Andrés ¿Do queda el ganado?, a guineo by Gaspar Fernández, opens with a dialogue in which a shepherd called Andrés tries to explain why he lost the cattle. Dialogue, a theatrical feature, was often used in villancicos, probably as an entertaining element. A prolific composer, Fernández worked for twenty-three years as chapel master of the Puebla Cathedral in the early 17th century. Serenísima una noche is identified as a baile by its composer, the Iberian Fray Jerónimo González. The word baile, rather than danza for “dance” suggests a popular character. The first section, a romance (ballad), depicts a story by the manger; the second part, the baile proper, is indicated to be played very fast, almost “like flying” (muy volado.)
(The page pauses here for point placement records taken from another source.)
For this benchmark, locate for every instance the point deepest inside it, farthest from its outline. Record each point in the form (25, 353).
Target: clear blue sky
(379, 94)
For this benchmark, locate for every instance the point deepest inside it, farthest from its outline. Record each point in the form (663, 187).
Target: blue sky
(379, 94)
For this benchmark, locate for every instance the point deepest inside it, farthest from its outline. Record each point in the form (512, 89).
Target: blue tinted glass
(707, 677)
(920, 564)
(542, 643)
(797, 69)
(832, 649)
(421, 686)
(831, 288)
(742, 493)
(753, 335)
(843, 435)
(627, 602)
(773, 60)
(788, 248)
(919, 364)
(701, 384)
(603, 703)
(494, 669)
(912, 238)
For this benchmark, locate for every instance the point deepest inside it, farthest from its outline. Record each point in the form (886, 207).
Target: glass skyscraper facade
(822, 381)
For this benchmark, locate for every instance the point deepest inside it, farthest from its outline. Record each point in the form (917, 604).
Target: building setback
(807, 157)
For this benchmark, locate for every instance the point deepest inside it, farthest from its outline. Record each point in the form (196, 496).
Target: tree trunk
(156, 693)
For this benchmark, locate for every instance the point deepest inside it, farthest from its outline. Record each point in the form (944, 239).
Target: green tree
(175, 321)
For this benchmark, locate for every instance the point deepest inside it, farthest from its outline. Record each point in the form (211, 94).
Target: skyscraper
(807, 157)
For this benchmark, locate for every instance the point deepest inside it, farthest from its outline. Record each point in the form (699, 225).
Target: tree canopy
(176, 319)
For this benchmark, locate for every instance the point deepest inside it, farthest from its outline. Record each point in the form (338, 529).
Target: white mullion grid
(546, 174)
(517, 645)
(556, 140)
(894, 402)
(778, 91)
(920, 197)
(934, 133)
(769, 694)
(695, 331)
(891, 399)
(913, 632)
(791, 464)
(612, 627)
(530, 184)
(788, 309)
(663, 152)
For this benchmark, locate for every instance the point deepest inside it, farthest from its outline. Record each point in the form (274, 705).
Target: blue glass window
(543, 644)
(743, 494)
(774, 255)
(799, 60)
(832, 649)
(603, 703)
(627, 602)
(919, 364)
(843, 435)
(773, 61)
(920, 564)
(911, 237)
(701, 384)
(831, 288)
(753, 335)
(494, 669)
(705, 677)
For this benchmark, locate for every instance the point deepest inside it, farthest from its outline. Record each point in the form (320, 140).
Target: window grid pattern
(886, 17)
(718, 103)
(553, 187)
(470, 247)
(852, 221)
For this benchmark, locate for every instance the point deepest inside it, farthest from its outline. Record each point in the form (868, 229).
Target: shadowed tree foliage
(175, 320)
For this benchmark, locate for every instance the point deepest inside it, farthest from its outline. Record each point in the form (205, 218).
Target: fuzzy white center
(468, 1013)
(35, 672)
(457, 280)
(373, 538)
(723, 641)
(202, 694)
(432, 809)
Al establo más dichoso, by Juan Gutiérrez de Padilla, is an ensaladilla (little salad) with several sections that feature different characters, from shepherds to a mule skinner, African people, and even angels who join them in singing “Glory in the Highest” in Spanish. Padilla, who succeeded Fernández at the Puebla Cathedral, has been recognized as one of the most important composers of New Spain.
Si al nacer, o miniño, also by de Padilla, is set in the Galician language. Its contemplative tone is underlined by the use of a small ensemble joined only at the end by the choir in a delicate, yet rhythmic, response. With Dame albriçia, mano Antón we return to a dialogue between African characters, celebrating the news that Jesus was born in Guinea.
Our two ensembles join to close our program with Convidando está la noche by the Mexican-born composer Juan García de Zéspedes. He joined the Puebla Cathedral as a choirboy and was then promoted through different positions until he succeeded de Padilla as Chapel Master in the late 17th century. The Convent and Villancico ensembles join forces for this piece, whose sections are labeled by the composer as juguete (toy) and guaracha. The former, with a straightforward homophonic texture, sets the tone for the lively guaracha, a term used nowadays to identify a popular Latin American upbeat dance.
While voices in the convent and in the street both contribute to these villancicos, instruments were an important part of the aural tapestry. The “nuns” are accompanied by organ, harp, bajón (bassoon) and harp. The “villanciqueros’” offerings feature instruments played in Mexican traditional music, including the jawbone as well several descendants of the Spanish guitar, including jaranas (jaranas mosquito & tercera), requinto, huapanguera guitar, and leona.